2. Architecture ----------------
This is a higher level approach to the problem, but I came up with the
following QoS relationship hierarchy, where '->' means 'maps to'.
Application Service -> Service ID (or range)
Service ID -> desired QoS
QoS, SGID, DGID, PKey -> SGID, DGID, TClass, FlowLabel, PKey
SGID, DGID, TC, FL, PKey -> SLID, DLID, SL (set if crossing subnets)
SLID, DLID, SL -> MTU, Rate, VL, PacketLifeTime
I use these relationships below:
4. IPoIB ---------
IPoIB already query the SA for its broadcast group information. The
additional functionality required is for IPoIB to provide the
broadcast group SL, MTU, and RATE in every following PathRecord query
performed when a new UDAV is needed by IPoIB. We could assign a
special Service-ID for IPoIB use but since all communication on the
same IPoIB interface shares the same QoS-Level without the ability to
differentiate it by target service we can ignore it for simplicity.
Rather than IPoIB specifying SL, MTU, and rate with PR queries, it
should specify TClass and FlowLabel. This is necessary for IPoIB to
span IB subnets.
5. CMA features ----------------
The CMA interface supports Service-ID through the notion of port
space as a prefixes to the port_num which is part of the sockaddr
provided to rdma_resolve_add(). What is missing is the explicit
request for a QoS-Class that should allow the ULP (like SDP) to
propagate a specific request for a class of service. A mechanism for
providing the QoS-Class is available in the IPv6 address, so we could
use that address field. Another option is to implement a special
connection options API for CMA.
Missing functionality by CMA is the usage of the provided QoS-Class
and Service-ID in the sent PR/MPR. When a response is obtained it is
an existing requirement for the CMA to use the PR/MPR from the
response in setting up the QP address vector.
I think the RDMA CM needs two solutions, depending on which address
family is used. For IPv6, the existing interface is sufficient, and
works for both IB and iWarp. The RDMA CM only needs to include the TC
and FL as part of its PR query. For IPv4, to remain transport
neutral, I think we should add an rdma_set_option() routine to specify
the QoS field. The RDMA CM would include the QoS field for PR query
under this condition.
For IB, this requires changes to the ib_sa to support the new PR
extensions. I don't think we gain anything having the RDMA CM include
service IDs as part of the query.
6. SDP -------
SDP uses CMA for building its connections. The Service-ID for SDP is
0x000000000001PPPP, where PPPP are 4 hex digits holding the remote
TCP/IP Port Number to connect to. SDP might be provided with
SO_PRIORITY socket option.
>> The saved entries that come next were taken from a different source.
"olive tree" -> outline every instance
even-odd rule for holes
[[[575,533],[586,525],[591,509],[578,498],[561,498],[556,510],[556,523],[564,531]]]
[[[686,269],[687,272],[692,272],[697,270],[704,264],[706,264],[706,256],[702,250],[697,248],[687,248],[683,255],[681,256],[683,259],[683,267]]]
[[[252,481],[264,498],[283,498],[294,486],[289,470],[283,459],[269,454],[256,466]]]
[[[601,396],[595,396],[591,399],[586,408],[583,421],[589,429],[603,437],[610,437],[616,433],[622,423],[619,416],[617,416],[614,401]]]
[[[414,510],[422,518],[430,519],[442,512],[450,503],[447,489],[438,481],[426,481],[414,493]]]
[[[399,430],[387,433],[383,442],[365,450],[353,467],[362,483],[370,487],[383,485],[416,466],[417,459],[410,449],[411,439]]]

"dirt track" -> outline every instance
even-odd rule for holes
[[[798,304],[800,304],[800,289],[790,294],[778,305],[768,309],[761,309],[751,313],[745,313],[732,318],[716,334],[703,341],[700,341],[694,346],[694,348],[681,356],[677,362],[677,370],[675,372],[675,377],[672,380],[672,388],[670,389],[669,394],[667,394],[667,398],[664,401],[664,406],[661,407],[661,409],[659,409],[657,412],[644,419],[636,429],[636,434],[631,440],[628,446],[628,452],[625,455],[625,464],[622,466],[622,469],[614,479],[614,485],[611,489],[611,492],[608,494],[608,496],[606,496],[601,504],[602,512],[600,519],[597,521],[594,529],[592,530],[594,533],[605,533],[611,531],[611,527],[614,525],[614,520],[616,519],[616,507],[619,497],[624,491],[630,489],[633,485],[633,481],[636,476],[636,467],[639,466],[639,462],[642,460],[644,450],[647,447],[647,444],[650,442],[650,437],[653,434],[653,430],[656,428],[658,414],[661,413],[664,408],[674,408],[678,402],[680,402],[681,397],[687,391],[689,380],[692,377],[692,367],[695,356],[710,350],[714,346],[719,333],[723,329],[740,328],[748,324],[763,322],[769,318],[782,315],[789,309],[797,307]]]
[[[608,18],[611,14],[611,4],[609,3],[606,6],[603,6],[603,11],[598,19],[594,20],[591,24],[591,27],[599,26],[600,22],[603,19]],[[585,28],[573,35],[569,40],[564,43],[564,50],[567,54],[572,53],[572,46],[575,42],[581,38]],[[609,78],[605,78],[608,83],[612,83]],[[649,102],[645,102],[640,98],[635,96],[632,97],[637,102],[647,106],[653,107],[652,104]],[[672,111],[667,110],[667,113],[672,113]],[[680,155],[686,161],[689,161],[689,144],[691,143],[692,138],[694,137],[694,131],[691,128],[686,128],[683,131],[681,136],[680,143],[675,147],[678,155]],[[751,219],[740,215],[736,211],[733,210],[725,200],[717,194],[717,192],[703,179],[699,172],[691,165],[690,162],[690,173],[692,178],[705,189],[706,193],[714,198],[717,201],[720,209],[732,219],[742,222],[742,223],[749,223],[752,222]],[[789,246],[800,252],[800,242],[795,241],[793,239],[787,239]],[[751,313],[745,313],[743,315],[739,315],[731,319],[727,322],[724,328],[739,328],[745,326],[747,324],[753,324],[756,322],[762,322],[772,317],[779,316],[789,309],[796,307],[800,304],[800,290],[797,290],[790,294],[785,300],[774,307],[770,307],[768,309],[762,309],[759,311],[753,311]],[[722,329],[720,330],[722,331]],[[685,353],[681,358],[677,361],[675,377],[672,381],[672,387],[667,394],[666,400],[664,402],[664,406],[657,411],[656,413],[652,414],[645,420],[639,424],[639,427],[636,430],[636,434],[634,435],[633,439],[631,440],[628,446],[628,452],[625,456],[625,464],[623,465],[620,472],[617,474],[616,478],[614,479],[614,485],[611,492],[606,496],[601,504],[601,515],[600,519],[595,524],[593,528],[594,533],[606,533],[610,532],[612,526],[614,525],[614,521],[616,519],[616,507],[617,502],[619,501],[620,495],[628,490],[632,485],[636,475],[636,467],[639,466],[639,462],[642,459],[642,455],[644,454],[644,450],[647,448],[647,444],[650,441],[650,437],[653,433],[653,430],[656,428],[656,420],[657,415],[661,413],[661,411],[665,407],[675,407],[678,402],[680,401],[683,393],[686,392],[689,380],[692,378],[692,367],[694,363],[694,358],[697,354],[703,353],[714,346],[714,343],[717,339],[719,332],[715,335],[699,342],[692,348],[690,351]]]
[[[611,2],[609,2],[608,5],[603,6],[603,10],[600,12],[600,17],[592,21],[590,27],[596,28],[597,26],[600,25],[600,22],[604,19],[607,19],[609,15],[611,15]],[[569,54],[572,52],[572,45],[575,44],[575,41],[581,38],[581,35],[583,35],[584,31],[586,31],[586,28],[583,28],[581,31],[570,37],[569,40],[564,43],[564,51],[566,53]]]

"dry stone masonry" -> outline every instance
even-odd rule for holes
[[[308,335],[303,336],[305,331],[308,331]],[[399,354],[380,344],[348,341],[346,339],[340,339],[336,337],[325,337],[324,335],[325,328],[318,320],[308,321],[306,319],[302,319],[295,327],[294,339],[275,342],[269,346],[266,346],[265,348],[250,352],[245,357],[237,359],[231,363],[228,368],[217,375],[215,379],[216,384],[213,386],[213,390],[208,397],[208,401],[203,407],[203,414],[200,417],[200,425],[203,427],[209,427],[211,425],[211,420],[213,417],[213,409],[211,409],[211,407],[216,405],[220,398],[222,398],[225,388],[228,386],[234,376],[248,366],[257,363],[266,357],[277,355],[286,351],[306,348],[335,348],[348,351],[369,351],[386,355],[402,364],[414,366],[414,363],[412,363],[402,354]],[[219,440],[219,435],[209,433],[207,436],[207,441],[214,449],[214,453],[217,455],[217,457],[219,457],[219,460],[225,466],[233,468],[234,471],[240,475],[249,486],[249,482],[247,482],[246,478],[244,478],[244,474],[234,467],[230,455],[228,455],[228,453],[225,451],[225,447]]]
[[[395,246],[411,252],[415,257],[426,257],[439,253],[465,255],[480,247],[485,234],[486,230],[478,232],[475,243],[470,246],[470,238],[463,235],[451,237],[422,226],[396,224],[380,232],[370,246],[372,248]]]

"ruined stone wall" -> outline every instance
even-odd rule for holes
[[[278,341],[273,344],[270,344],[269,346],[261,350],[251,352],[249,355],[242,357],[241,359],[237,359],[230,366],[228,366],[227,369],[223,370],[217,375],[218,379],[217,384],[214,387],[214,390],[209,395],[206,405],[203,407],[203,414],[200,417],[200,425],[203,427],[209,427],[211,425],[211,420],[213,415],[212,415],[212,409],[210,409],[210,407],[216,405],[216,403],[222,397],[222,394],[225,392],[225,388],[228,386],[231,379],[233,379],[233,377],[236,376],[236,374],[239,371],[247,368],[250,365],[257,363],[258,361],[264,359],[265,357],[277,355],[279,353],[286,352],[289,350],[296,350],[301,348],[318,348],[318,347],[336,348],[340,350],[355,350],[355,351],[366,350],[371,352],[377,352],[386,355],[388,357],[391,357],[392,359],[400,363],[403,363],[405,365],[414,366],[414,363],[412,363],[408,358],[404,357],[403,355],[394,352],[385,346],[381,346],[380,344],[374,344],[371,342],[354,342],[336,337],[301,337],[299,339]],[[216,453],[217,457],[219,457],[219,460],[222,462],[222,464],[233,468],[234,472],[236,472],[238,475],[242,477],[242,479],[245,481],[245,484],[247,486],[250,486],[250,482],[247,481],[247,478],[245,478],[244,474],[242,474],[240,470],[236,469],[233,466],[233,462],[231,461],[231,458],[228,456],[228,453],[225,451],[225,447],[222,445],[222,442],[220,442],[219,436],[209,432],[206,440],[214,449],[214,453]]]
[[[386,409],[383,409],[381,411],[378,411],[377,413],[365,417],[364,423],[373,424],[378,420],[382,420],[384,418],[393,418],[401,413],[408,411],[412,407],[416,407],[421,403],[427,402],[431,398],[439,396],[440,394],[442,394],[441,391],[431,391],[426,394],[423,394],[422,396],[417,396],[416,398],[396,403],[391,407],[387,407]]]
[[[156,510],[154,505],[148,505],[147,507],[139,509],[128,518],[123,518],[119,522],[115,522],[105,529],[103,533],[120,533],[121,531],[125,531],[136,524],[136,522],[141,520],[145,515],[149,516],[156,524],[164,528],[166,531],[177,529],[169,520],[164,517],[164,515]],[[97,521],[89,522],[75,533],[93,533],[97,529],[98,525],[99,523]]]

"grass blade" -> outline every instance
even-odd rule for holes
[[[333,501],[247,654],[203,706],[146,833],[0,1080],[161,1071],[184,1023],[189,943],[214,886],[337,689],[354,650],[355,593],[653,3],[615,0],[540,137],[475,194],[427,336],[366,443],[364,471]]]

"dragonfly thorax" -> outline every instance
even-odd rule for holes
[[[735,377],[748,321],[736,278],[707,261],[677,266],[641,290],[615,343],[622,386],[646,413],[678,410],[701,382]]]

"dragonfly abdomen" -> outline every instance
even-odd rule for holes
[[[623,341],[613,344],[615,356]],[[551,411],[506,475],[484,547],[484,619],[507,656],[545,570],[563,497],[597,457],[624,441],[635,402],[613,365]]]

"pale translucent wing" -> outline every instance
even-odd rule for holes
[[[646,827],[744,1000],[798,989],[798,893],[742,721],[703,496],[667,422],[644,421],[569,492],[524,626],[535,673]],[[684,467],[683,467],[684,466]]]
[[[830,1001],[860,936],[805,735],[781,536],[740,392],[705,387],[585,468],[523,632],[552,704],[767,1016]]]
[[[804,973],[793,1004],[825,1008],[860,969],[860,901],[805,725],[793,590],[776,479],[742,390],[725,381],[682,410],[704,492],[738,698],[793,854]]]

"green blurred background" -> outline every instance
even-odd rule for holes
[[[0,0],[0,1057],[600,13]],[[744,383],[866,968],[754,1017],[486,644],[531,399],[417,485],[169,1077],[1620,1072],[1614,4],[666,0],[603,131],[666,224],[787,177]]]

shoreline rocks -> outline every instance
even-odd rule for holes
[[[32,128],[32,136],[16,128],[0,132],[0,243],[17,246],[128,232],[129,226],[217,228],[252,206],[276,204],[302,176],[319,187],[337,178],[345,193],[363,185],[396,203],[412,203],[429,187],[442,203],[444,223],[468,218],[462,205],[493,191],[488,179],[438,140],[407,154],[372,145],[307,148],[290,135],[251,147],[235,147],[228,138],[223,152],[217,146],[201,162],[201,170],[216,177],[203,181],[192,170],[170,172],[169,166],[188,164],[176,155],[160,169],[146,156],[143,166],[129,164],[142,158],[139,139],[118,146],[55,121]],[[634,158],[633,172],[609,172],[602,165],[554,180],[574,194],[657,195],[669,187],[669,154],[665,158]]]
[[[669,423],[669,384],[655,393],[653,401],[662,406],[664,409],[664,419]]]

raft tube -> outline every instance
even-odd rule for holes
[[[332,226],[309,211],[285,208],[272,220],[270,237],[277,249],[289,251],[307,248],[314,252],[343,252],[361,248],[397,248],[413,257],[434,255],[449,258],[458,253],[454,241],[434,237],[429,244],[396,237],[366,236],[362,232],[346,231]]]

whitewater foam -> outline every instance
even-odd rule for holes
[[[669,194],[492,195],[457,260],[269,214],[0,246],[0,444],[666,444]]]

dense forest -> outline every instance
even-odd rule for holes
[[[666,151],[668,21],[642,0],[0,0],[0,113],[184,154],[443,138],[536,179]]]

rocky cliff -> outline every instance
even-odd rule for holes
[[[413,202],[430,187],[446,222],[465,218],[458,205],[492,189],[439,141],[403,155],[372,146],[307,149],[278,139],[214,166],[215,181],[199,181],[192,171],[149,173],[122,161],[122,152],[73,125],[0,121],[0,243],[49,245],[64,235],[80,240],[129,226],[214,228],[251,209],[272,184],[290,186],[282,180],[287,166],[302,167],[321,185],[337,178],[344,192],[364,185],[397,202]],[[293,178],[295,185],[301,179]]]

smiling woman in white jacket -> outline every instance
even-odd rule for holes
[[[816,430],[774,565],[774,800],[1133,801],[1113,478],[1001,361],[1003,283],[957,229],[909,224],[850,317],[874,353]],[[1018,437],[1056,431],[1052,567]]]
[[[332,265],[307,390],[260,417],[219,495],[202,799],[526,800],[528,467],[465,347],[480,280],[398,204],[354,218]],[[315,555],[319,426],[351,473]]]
In that case the value provided should be
sent to the CMA as the TClass option of that connection.
SDP would use specify the QoS through the IPv6 address or
rdma_set_option() routine.
7. SRP -------
Current SRP implementation uses its own CM callbacks (not CMA). So
SRP should fill in the Service-ID in the PR/MPR by itself and use
that information in setting up the QP. The T10 SRP standard defines
the SRP Service-ID to be defined by the SRP target I/O Controller
(but they should also comply with IBTA Service- ID rules). Anyway,
the Service-ID is reported by the I/O Controller in the
ServiceEntries DMA attribute and should be used in the PR/MPR if the
SA reports its ability to handle QoS PR/MPRs.
I agree.
8. iSER -------- iSER uses CMA and thus should be very close to SDP.
The Service-ID for iSER should be TBD.
See RDMA CM and SDP.
3.2. PR/MPR query handling: OpenSM should be able to enforce the
provided policy on client request. The overall flow for such requests
is: first the request is matched against the defined match rules such
that the target QoS-Level definition is found. Given the QoS-Level a
path(s) search is performed with the given restrictions imposed by
that level. The following two sections describe these steps.
If we use the QoS hierarchy outlined above, I think we can construct
some fairly simple tables to guide our PR selection. The SA may need
to construct the tables starting at the bottom and working up, but I
*think* it could be done. And by distributing the tables, we can
support a more distributed (a la local SA) operation.
From an administration point, I would be happier seeing something
where the administrator defines a QoS level in terms of latency or
bandwidth requirements and relative priority. Then, if desired, the
administrator could provide more details, such as indicating which
nodes would use which services, minimum required MTUs, etc. It would
then be up to the SA to map these requirements to specific TC, FL, SL,
VL values.
In general, though, I'm personally far less concerned with the QoS
specification interface to the SA, versus the operation that takes
place on the hosts.
Comments on using this approach on the host side?